Nmap Development mailing list archives

Re: [NSE] IDS behavior detection scripts


From: David Fifield <david () bamsoftware com>
Date: Fri, 2 Apr 2010 13:09:26 -0600

On Mon, Mar 29, 2010 at 09:01:41PM -0300, Joao Correa wrote:
On Mon, Mar 29, 2010 at 8:37 PM, David Fifield <david () bamsoftware com> wrote:
On Mon, Mar 29, 2010 at 06:46:04PM -0300, Joao Correa wrote:
On Mon, Mar 29, 2010 at 4:42 PM, David Fifield <david () bamsoftware com> wrote:
The main objective of these scripts is trying to identify IDS (or
should I call it IPS?) behaviors such as detecting and blocking
sql-injections and directory enumeration. I believe that the scripts
are self-explained, but if you have any question, I'll be here to
answer. If you guys decide that these scripts are interesting enough
to be merged to the main trunk, I think that maybe they should get
better names and a better output.

It would be better if the scripts were not destructive (didn't
potentially create a firewall rule) but I guess that is inherent in the
way they work. What happens if you run the script twice against the same
host? How about if you run it at the same time as sql-injection.nse?


Unfortunately these scripts are a little destructive, because they are
based on detecting if a firewall rule is created or not. As you
mentioned, this is the way they work.

If you run only sql-injection.nse against a server, suddenly you will
start receiving timeouts and after that you won't be able to discover
any page vulnerable. Also, you won't be noticed why it is happening.

If you run the ids detection script at the same time as sql-injection,
and a IDS is really running, the sql-injection script will start
receiving timeouts, as above mentioned, but at least the user will be
noticed about why he is not discovering any vulnerabilities.

If you run http-ids-enum a second time against the same host, and the
host has a firewall rule from the first time you ran it, what is the
output? Does the script report that it got no response? It won't be able
to send one request and detect rejections after that, which is one of
its detection modes.

In this case, the output would be only a debug message "No response
from server".

But, if a firewall rule is already set, nmap won't detect the port as
open, and the script won't be triggered due to portrules.
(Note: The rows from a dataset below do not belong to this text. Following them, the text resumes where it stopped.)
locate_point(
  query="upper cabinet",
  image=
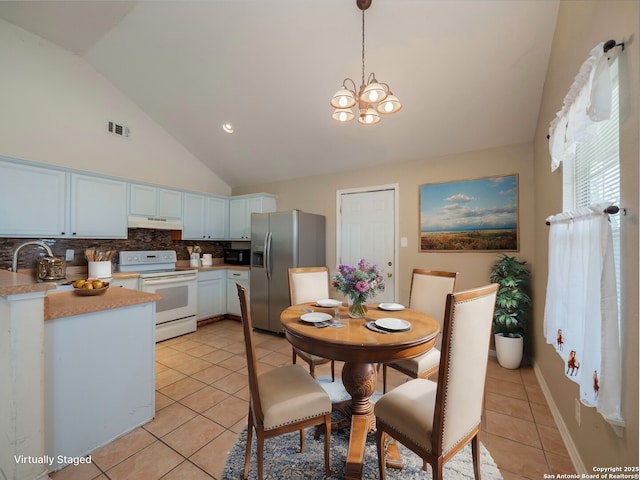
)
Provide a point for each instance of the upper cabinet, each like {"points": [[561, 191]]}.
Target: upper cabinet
{"points": [[240, 210], [33, 201], [46, 202], [156, 202], [204, 217], [40, 201], [98, 207]]}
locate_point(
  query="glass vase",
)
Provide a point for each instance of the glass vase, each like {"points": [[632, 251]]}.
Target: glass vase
{"points": [[357, 307]]}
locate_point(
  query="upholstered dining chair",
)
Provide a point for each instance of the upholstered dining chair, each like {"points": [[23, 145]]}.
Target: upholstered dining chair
{"points": [[282, 400], [436, 419], [428, 294], [308, 284]]}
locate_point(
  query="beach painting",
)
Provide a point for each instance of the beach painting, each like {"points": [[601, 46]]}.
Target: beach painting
{"points": [[470, 215]]}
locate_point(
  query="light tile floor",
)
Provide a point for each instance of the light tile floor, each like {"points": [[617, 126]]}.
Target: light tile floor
{"points": [[202, 403]]}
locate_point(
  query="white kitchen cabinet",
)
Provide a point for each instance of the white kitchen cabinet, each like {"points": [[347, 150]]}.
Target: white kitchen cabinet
{"points": [[98, 378], [204, 217], [33, 201], [240, 210], [98, 207], [157, 202], [212, 293], [233, 277]]}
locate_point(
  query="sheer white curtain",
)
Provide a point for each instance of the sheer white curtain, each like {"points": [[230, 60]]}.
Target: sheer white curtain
{"points": [[581, 311], [587, 102]]}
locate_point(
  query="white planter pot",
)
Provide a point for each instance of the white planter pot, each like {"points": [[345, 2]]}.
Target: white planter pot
{"points": [[509, 351]]}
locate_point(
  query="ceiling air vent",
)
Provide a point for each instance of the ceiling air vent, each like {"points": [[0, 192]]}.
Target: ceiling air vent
{"points": [[118, 130]]}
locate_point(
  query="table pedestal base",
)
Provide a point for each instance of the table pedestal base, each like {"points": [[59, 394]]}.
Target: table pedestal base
{"points": [[359, 380]]}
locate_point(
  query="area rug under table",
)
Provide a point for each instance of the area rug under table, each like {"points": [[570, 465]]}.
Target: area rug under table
{"points": [[283, 460]]}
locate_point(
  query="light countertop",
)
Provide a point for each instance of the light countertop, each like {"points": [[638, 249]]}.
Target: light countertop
{"points": [[68, 304]]}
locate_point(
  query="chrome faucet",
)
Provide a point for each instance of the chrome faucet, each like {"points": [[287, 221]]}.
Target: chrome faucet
{"points": [[26, 244]]}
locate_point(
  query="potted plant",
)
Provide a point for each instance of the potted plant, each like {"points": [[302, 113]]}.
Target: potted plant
{"points": [[512, 309]]}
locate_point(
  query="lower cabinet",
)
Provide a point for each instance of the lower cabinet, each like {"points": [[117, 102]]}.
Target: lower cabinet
{"points": [[98, 379], [212, 293], [233, 277]]}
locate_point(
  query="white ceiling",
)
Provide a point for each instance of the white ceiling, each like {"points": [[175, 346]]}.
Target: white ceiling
{"points": [[470, 74]]}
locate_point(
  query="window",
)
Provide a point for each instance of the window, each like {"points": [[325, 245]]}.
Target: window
{"points": [[594, 174]]}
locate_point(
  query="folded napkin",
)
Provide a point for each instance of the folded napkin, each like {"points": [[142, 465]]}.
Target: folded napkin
{"points": [[371, 325]]}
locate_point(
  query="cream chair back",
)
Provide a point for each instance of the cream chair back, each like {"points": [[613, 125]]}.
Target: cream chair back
{"points": [[308, 284], [254, 392], [463, 365], [429, 290]]}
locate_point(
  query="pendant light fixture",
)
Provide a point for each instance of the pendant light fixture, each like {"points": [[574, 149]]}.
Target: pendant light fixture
{"points": [[374, 98]]}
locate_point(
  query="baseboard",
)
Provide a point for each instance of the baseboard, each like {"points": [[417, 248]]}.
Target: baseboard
{"points": [[578, 464]]}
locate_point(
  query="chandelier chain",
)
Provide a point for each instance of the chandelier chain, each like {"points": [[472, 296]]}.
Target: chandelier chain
{"points": [[362, 46]]}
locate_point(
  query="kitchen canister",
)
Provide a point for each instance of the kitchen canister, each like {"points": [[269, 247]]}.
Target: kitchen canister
{"points": [[101, 270], [194, 260]]}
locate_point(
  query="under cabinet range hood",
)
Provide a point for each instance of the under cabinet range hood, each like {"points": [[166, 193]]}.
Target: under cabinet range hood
{"points": [[154, 222]]}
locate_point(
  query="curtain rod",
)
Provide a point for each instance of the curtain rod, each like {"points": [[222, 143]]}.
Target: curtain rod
{"points": [[609, 44], [612, 210]]}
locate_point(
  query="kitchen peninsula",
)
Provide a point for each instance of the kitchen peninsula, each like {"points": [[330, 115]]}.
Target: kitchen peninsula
{"points": [[76, 372]]}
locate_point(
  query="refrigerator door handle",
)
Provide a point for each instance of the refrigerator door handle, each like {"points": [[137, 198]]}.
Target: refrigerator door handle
{"points": [[267, 255]]}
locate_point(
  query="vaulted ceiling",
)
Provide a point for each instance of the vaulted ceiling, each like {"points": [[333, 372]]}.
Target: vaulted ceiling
{"points": [[469, 73]]}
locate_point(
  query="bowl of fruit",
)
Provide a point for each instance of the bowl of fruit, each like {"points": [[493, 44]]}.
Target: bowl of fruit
{"points": [[90, 286]]}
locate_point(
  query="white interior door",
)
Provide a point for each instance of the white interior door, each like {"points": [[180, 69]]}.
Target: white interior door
{"points": [[367, 224]]}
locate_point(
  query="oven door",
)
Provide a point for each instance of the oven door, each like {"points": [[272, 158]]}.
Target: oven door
{"points": [[178, 294]]}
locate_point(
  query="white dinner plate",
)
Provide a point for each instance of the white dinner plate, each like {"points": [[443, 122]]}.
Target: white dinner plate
{"points": [[391, 306], [393, 324], [316, 317], [328, 302]]}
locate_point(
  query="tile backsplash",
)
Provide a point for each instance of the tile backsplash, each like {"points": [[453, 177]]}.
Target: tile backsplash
{"points": [[138, 239]]}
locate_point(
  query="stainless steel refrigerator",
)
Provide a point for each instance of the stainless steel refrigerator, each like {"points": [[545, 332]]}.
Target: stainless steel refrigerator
{"points": [[280, 240]]}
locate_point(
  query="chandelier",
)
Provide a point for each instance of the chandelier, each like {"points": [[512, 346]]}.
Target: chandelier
{"points": [[374, 98]]}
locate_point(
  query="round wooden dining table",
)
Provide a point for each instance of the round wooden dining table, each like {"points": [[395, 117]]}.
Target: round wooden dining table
{"points": [[361, 349]]}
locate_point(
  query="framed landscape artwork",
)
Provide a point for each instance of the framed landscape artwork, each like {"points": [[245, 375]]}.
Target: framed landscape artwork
{"points": [[470, 215]]}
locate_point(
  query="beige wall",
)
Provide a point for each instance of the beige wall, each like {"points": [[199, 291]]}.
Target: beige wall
{"points": [[580, 26], [318, 195], [55, 109]]}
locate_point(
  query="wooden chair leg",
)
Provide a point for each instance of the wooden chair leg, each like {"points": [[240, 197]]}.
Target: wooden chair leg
{"points": [[260, 454], [380, 439], [384, 378], [327, 445], [475, 455], [247, 453]]}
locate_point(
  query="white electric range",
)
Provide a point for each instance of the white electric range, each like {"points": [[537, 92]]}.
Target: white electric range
{"points": [[176, 310]]}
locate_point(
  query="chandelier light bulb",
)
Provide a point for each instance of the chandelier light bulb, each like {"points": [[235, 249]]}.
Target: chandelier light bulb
{"points": [[343, 115], [391, 104], [343, 98], [368, 116]]}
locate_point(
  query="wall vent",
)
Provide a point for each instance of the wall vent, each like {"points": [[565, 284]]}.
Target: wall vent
{"points": [[118, 130]]}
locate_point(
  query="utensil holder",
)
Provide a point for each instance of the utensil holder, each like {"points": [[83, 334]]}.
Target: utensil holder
{"points": [[99, 270]]}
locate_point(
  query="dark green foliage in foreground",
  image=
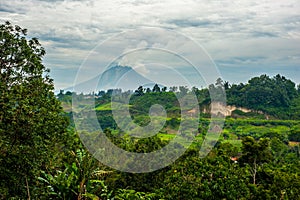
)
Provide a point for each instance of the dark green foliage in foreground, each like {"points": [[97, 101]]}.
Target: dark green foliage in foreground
{"points": [[40, 158]]}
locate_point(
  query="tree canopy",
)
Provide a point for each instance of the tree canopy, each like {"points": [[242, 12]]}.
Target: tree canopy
{"points": [[31, 119]]}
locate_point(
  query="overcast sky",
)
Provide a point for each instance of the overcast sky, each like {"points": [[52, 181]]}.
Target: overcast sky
{"points": [[244, 38]]}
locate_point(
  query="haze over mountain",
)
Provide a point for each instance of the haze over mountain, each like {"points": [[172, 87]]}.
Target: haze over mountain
{"points": [[117, 76]]}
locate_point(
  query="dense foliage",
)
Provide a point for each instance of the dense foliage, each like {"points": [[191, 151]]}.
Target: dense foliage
{"points": [[31, 121], [41, 157]]}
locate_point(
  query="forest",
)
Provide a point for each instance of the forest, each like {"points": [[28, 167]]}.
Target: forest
{"points": [[257, 155]]}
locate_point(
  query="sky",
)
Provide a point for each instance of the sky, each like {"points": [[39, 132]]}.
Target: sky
{"points": [[241, 38]]}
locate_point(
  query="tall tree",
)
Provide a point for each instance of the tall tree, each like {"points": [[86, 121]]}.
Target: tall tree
{"points": [[31, 121]]}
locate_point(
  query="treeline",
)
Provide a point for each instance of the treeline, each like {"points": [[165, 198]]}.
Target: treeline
{"points": [[276, 96]]}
After thinking about this a while, my opinion is that these scripts
shouldn't be included with Nmap. I like the idea but they are so
specialized and require such careful usage that most users aren't going
to benefit from them. I think it's best to leave these in the mailing
list archives where someone who is doing targeted IDS detection can find
them.

I'm open to having my mind changed. Any thoughts or alternatives?